Der ausgebildete Hafner sowie Absolvent und Lehrer der Wiener Kunstgewerbeschule Michael Powolny entwarf für die Porzellanmanufaktur Augarten einige Tierskulpturen und bauchige Serviceformen, wie etwa das noch heute hergestellte "Opus", Form Nr. 68.

Friedrich Ludwig Berzeviczy-Pallavicini malte Motive aus einer phantastischen Zauberwelt, in der sensibel ausge- führte exotische Gestalten, Tiere und Pflanzen auftreten. 1936 heiratete er Klara Demel und gestaltete das Design für die berühmte Zuckerbäckerei. Der vielseitige, an der Kunstgewerbeschule im Bereich Mode und Textil ausgebildete und von Josef Hoffmann geförderte Künstler arbeitete 1937 für Augarten, 1938 emigrierte er nach Italien, später in die Vereinigten Staaten.

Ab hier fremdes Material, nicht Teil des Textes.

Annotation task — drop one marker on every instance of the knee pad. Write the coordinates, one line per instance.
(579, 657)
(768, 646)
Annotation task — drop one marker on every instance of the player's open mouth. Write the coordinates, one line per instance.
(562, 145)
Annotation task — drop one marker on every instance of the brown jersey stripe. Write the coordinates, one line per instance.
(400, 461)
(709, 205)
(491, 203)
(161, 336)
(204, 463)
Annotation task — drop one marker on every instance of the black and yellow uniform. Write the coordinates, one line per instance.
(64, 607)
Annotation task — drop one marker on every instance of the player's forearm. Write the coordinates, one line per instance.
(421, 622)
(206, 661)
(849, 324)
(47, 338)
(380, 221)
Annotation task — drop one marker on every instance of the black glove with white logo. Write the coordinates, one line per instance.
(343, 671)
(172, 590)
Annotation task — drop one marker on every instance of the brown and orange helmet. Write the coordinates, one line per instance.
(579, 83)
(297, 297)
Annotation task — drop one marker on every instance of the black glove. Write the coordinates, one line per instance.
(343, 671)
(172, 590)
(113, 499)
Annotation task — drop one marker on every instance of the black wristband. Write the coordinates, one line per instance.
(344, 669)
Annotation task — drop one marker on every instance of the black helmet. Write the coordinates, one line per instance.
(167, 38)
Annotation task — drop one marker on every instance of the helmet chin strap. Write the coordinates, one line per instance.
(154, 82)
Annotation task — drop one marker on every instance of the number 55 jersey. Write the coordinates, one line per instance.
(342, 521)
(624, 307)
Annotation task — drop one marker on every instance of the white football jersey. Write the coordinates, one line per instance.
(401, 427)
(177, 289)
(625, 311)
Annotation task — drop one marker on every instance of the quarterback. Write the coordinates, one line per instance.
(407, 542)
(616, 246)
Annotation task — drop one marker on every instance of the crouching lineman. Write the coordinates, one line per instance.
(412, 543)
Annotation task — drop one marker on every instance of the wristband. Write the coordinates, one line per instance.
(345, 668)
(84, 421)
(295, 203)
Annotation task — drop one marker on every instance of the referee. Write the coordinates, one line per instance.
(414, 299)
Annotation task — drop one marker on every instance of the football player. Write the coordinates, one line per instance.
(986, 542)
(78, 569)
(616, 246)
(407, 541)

Ena Rottenberg, eine Schülerin Josef Hoffmanns an der Kunstgewerbeschule, entwarf nicht nur das bekannte Service der Form Nr. 20 mit exotischen Deckelknäufen, sondern auch Vasen mit Figuren in Biskuitrelief oder zarter figürlicher Malerei. Im Archiv der Manufaktur haben sich Entwürfe mit ihren Initialen "E.R." erhalten.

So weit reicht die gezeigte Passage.